The centerpiece is the learning studio—the largest such facility in the country—which houses the full medical school class of 168 students. The learning studio is on the ground floor of the central, two-story glass rotunda volume, the building’s signature and symbol to the campus of the medical school’s progressive nature. The big open, double-height, circular studio is designed for flexible arrangements of tables to accommodate students working in groups. Multiple projection screens are placed along the perimeter to facilitate the teamwork environment. A large, double-height, circular lecture hall is featured on the upper level for more traditional presentations.
The medical school houses new technologies and facilities for 21st-century medicine, including wireless communication, a full-on virtual hospital, mock outpatient exam rooms, clinical teaching and assessment rooms, small group classrooms with multimedia capabilities, and large open studio teaching spaces that support both didactic instruction and small-group interaction. The building incorporates a state-of-the-art Medical Simulation Training Center for teaching complex procedures and honing vital skills in a safe virtual environment, increasing patient safety while lessening incidence of malpractice. Debriefing and faculty view rooms keep communication lines open, encourage development of interpersonal techniques, and give space for real-life analyses.
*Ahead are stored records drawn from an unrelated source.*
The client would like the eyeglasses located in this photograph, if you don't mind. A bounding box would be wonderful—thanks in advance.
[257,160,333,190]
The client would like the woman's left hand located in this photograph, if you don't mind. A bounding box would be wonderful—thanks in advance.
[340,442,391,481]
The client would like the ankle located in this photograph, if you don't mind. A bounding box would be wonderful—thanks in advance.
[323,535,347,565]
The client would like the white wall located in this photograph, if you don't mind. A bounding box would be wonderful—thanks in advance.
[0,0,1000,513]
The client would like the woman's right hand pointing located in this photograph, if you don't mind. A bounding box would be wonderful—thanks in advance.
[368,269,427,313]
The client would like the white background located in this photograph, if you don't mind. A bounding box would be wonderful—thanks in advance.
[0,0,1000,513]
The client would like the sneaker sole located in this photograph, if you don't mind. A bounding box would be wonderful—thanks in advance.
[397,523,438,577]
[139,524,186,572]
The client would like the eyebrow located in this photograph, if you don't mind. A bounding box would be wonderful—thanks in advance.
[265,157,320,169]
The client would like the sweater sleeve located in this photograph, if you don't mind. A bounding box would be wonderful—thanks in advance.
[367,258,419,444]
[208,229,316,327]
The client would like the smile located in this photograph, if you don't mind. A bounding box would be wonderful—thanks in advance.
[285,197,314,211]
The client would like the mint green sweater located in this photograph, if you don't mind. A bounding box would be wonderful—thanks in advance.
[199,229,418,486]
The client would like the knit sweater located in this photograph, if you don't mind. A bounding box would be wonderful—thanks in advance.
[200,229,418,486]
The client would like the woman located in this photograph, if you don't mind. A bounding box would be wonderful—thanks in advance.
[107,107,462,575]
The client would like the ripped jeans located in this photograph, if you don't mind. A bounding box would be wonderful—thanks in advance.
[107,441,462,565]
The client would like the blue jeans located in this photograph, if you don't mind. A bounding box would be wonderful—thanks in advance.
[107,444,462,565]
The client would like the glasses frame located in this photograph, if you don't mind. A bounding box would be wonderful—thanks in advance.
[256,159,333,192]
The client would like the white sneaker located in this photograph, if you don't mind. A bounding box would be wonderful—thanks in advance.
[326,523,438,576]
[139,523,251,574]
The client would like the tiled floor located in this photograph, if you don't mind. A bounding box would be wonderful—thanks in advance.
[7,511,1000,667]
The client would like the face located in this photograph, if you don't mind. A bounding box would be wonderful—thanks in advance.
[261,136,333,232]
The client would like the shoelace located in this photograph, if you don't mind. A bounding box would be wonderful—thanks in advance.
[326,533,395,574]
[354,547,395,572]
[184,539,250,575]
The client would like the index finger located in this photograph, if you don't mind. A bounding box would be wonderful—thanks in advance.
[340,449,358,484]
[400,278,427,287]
The design of the medical school building makes a commanding and contemporary statement. The curved shapes of the learning studio and lecture hall are a modern glass abstraction of the Jeffersonian rotunda and acts as a pivot point connecting the orthogonal shape of the classrooms, support services, and clinical spaces to the older buildings on campus. The building materials of brick and glass unite the red brick motif of the campus, creating a layered effect and integrating it into the overall texture of the campus.
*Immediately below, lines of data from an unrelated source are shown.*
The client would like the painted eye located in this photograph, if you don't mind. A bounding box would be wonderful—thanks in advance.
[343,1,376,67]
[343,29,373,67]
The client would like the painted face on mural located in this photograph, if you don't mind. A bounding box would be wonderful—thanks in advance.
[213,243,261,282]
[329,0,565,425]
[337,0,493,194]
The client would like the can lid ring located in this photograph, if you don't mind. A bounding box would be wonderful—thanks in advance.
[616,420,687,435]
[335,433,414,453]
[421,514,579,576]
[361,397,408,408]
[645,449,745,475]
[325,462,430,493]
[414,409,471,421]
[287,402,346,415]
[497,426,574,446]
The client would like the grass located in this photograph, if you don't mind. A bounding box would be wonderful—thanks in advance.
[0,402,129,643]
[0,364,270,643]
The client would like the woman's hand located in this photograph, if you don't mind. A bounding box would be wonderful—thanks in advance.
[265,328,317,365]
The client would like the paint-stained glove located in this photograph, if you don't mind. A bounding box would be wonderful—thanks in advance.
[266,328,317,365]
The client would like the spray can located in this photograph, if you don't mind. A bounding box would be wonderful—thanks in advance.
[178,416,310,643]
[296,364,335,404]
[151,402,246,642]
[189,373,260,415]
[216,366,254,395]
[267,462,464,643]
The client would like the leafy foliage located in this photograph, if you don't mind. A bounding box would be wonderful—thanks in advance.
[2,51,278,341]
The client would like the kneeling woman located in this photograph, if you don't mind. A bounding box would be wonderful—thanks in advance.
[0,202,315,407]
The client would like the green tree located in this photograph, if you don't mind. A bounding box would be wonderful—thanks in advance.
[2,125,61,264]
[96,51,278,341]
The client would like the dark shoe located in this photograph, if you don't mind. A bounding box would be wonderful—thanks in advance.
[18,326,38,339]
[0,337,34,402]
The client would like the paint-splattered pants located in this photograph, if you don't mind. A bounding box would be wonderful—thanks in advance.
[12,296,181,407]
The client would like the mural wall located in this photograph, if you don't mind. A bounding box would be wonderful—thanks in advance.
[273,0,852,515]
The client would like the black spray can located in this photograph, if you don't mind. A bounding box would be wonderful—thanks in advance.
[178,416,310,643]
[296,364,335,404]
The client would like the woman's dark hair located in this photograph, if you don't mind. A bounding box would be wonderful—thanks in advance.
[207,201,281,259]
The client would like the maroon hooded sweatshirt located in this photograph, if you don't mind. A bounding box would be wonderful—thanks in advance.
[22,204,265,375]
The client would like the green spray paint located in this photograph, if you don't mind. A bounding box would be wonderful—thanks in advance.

CO Architects utilizes many sustainable approaches to meet the requirements of the LEED-Silver rating: energy-efficient HVAC systems with heat recovery; recycled content in building materials; cool roof to reduce heat island effect; low VOC paints to improve indoor air quality; storm water and other water-use reduction strategies to decrease runoff; daylighting and views; insulated Low-E glazing to control solar heat gain; and native plants for water-efficient landscaping.